1955 yılındaki 6-7 eylül olaylarını duymuşsunuz. Ben İzmir’de de saldırılar olduğunu yeni öğrendim. Dostum Ali Rıza Saysen hatıralarını şöyle anlattı :

“06 Eylül 1955 akşamı hava limonata gibi. Annem, babam; kardeşlerimle maaile, Kültür Park Açık Hava Tiyatrosu’ndayız. Anımsadığım, bir gürûhun sahneyi işgâl ettiği ve bu insanların -çocukluk hâlimle pek anlam veremediğim “Kıbrıs Türk’tür” gibi bir takım sloganları- haykırmaları, ardından da Türk Bayrağı’nı sahneye dikerek İstiklâl Marşımızı okumaları. O hengâmede anlayabildiğim şuydu: “Atatürk'ün Selânik'teki evine bomba atılmış…”

Toplum psikolojisi işte; bahtımın rüzgârına kapılıp kendimi o kalabalığın arkasına takılmış buldum. Dün gibi ve utançla hatırlıyorum. Açık Hava Tiyatrosu’ndan çıkan kalabalık Fuar’daki Yunan Pavyonu’na yönelmişti. Saldırganlar pavyonu ateşe vermişlerdi. Hatta yangını söndürmek için gelen itfaiye görevlilerinin yangın söndürme gayretlerine müdahale edilmiş; yangının sönmesini engellemek için itfaiyenin su hortumları bile kesilmişti.

Evimiz 1.Kordon’daki Yunan Konsolosluğu’na yakın bir yerdeydi. Konsolosluğa ait araçların denize atıldığına, binanın yakıldığına… hatta talan edildiğine gözlerimle şâhit oldum. Daha sonra kendini bilmez insanların, şimdiki Kıbrıs Şehitleri Caddesi’nde bulunan Rum asıllı yurttaşlarımızın iş yerlerini yağmaladıklarını; kiliselerini bile ateşe verdiklerini üzülerek öğrendik.
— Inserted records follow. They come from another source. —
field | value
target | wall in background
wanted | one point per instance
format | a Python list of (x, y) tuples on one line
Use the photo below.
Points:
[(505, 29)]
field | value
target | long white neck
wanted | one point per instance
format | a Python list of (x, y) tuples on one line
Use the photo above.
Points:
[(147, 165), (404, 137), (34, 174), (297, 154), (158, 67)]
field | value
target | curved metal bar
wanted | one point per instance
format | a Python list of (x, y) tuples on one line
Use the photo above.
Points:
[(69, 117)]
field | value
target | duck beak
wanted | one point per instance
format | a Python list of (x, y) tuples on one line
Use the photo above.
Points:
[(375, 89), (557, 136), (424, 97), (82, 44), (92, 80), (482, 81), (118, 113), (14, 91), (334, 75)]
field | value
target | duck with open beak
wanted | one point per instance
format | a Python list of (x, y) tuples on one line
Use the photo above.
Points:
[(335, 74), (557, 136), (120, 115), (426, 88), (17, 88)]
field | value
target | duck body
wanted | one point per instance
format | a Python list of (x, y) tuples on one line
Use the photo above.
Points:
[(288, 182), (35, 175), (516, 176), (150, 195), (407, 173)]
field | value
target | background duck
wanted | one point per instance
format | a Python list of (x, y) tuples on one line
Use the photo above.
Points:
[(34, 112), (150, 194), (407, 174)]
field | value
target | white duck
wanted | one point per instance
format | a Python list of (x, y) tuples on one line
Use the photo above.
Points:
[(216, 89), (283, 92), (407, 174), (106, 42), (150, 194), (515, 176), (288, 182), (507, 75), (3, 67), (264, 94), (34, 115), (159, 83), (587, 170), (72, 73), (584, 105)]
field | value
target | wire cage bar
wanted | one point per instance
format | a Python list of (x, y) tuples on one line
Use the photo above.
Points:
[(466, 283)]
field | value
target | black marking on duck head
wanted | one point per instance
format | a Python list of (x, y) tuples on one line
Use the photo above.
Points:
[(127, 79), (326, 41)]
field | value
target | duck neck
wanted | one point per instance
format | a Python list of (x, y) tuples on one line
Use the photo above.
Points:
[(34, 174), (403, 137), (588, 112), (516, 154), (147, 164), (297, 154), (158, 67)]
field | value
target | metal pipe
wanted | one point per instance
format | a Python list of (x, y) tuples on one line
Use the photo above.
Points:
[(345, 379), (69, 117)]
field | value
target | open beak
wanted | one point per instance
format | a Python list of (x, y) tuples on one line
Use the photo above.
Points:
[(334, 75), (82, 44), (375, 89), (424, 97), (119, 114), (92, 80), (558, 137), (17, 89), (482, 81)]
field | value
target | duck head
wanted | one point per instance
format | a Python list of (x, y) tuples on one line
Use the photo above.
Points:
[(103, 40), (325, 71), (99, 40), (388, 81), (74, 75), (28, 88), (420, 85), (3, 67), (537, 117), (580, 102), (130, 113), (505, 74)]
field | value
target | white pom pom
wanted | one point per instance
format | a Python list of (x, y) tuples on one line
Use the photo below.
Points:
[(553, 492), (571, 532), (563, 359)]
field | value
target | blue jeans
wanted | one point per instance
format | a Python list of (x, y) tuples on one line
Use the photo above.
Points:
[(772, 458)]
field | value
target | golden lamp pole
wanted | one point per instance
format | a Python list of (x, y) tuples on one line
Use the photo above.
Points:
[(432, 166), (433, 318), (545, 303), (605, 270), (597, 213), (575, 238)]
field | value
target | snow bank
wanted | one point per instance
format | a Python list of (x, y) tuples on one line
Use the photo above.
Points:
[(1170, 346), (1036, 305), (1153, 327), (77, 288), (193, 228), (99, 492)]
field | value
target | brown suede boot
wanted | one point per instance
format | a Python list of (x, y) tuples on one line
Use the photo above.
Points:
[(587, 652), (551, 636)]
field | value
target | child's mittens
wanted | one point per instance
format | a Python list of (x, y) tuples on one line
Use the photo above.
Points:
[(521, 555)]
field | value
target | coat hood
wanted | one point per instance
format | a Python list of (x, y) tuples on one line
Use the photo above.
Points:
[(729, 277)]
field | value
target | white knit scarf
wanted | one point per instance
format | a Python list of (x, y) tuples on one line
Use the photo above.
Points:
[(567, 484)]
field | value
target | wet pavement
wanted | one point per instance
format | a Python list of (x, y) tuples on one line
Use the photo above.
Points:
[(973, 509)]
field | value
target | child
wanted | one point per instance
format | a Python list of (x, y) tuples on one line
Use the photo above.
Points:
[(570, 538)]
Ertesi günlerde ise, o güzelim iş yerlerinin vitrin camlarının hunharca kırıldığına; kinli ve kirli ellerin, dükkânlardaki eşyaları talan edip, beğenmediklerini sokaklara saçtıklarına yorgun ve üzgün gözlerimiz şâhitlik etti.”         

Ben kimseden İzmir’deki bu olayları duymamıştım. Rumların olduğu kadar bir Yahudileri de korkutmuş olmalı.

Siz hiç İzmir’de bu acı hatırayı unutturmayacak simgesel bir anıt, bir yazıt , bir park biliyor musunuz?

Geçen yüzyılda bu topraklarda Yahudiler , Rumlar, Ermeniler çok acılar yaşamış. Siyasi haklılığı tartışmanın dışında bırakırsak “geçmişi ile hesaplaşmamış bir toplum sürekli bir vicdan azabı ile yaşamaya devam eder”.